Is commonPrefix lazy enough to make

    commonPrefix(a, b).count

as fast as

    zip(a, b).count!(ab => ab[0] == ab[1])

?

On Thursday, 15 January 2015 at 13:01:50 UTC, Nordlöw wrote:
> I want a variant of commonPrefix(a, b) at
>
>     http://dlang.org/phobos/std_algorithm.html#commonPrefix
>
> that only counts returns the length of commonPrefix(a, b)
>
> Is commonPrefix lazy enough to make
>
>     commonPrefix(a, b).count
>
> as fast as
>
>     zip(a, b).count!(ab => ab[0] == ab[1])
>
> ?

I just discovered that zip has StoppingPolicy so why does

auto commonPrefixLength(R...)(R ranges) if (ranges.length == 2)
{
    import std.range: zip;
    return zip!((a, b) => a[0] != b[1])(ranges);
}

unittest
{
    assert(commonPrefixLength([1, 2, 3, 10],
                              [1, 2, 4, 10]) == 2);
}

error as

algorithm_ex.d(1709,40): Error: template std.range.zip cannot deduce function from argument types !((a, b) => a[0] != b[1])(int[], int[]), candidates are:
std/range/package.d(3247,6):        std.range.zip(Ranges...)(Ranges ranges) if (Ranges.length && allSatisfy!(isInputRange, Ranges))
std/range/package.d(3265,6):        std.range.zip(Ranges...)(StoppingPolicy sp, Ranges ranges) if (Ranges.length && allSatisfy!(isInputRange, Ranges))
algorithm_ex.d(1714,30): Error: template instance algorithm_ex.commonPrefixLength!(int[], int[]) error instantiating

On Thursday, 15 January 2015 at 13:13:57 UTC, Nordlöw wrote:
>     return zip!((a, b) => a[0] != b[1])(ranges);

Update: should be

    return zip!((a, b) => a != b)(ranges);

but still fails with same error.

> I just discovered that zip has StoppingPolicy so why does
>
> auto commonPrefixLength(R...)(R ranges) if (ranges.length == 2)
> {
>     import std.range: zip;
>     return zip!((a, b) => a[0] != b[1])(ranges);
> }
>
> unittest
> {
>     assert(commonPrefixLength([1, 2, 3, 10],
>                               [1, 2, 4, 10]) == 2);
> }
>

StoppingPolicy is not a template parameter, it is this one: http://dlang.org/phobos/std_range.html#.StoppingPolicy

On Thursday, 15 January 2015 at 13:59:04 UTC, Tobias Pankrath wrote:
> StoppingPolicy is not a template parameter, it is this one: http://dlang.org/phobos/std_range.html#.StoppingPolicy

Ok, great!

However, none of the variants of zip, including all the three policies, fulfills my needs in

    assert(commonPrefixLength([1, 2, 3, 10],
                              [1, 2, 3]), 3);

which fails because

     commonPrefixLength([1, 2, 3, 10],
                        [1, 2, 3])

evaluates to -1.

This seems like a serious limitation that should be realized in yet another policy.

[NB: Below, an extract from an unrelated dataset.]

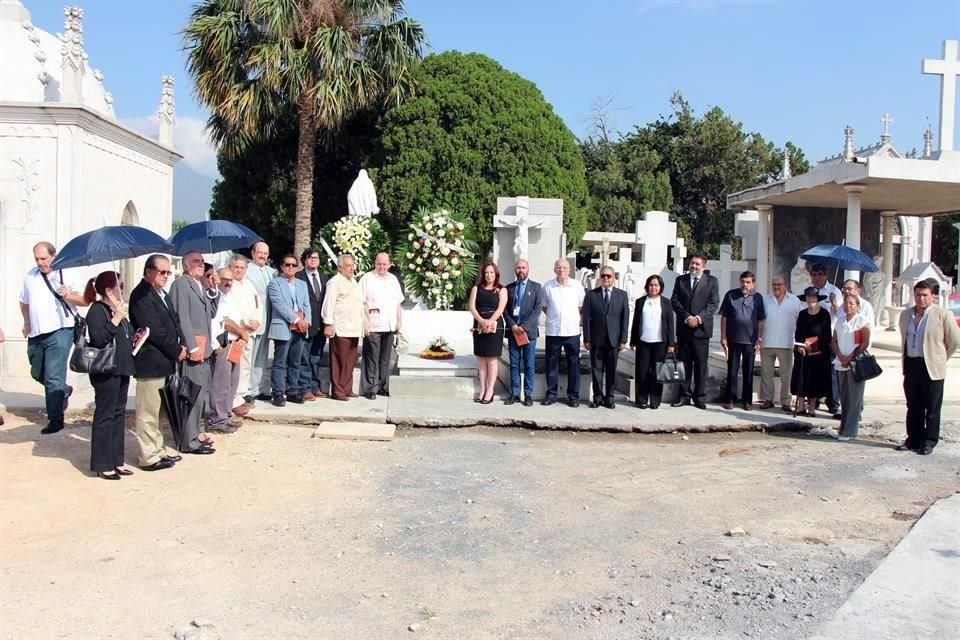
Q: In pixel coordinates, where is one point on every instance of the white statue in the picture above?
(362, 198)
(873, 286)
(799, 277)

On Thursday, 15 January 2015 at 18:16:36 UTC, Nordlöw wrote:
> On Thursday, 15 January 2015 at 13:59:04 UTC, Tobias Pankrath wrote:
>> StoppingPolicy is not a template parameter, it is this one: http://dlang.org/phobos/std_range.html#.StoppingPolicy
>
> Ok, great!
>
> However, none of the variants of zip, including all the three policies, fulfills my needs in
>
>     assert(commonPrefixLength([1, 2, 3, 10],
>                               [1, 2, 3]), 3);
>
> which fails because
>
>      commonPrefixLength([1, 2, 3, 10],
>                         [1, 2, 3])
>
> evaluates to -1.
>
> This seems like a serious limitation that should be realized in yet another policy.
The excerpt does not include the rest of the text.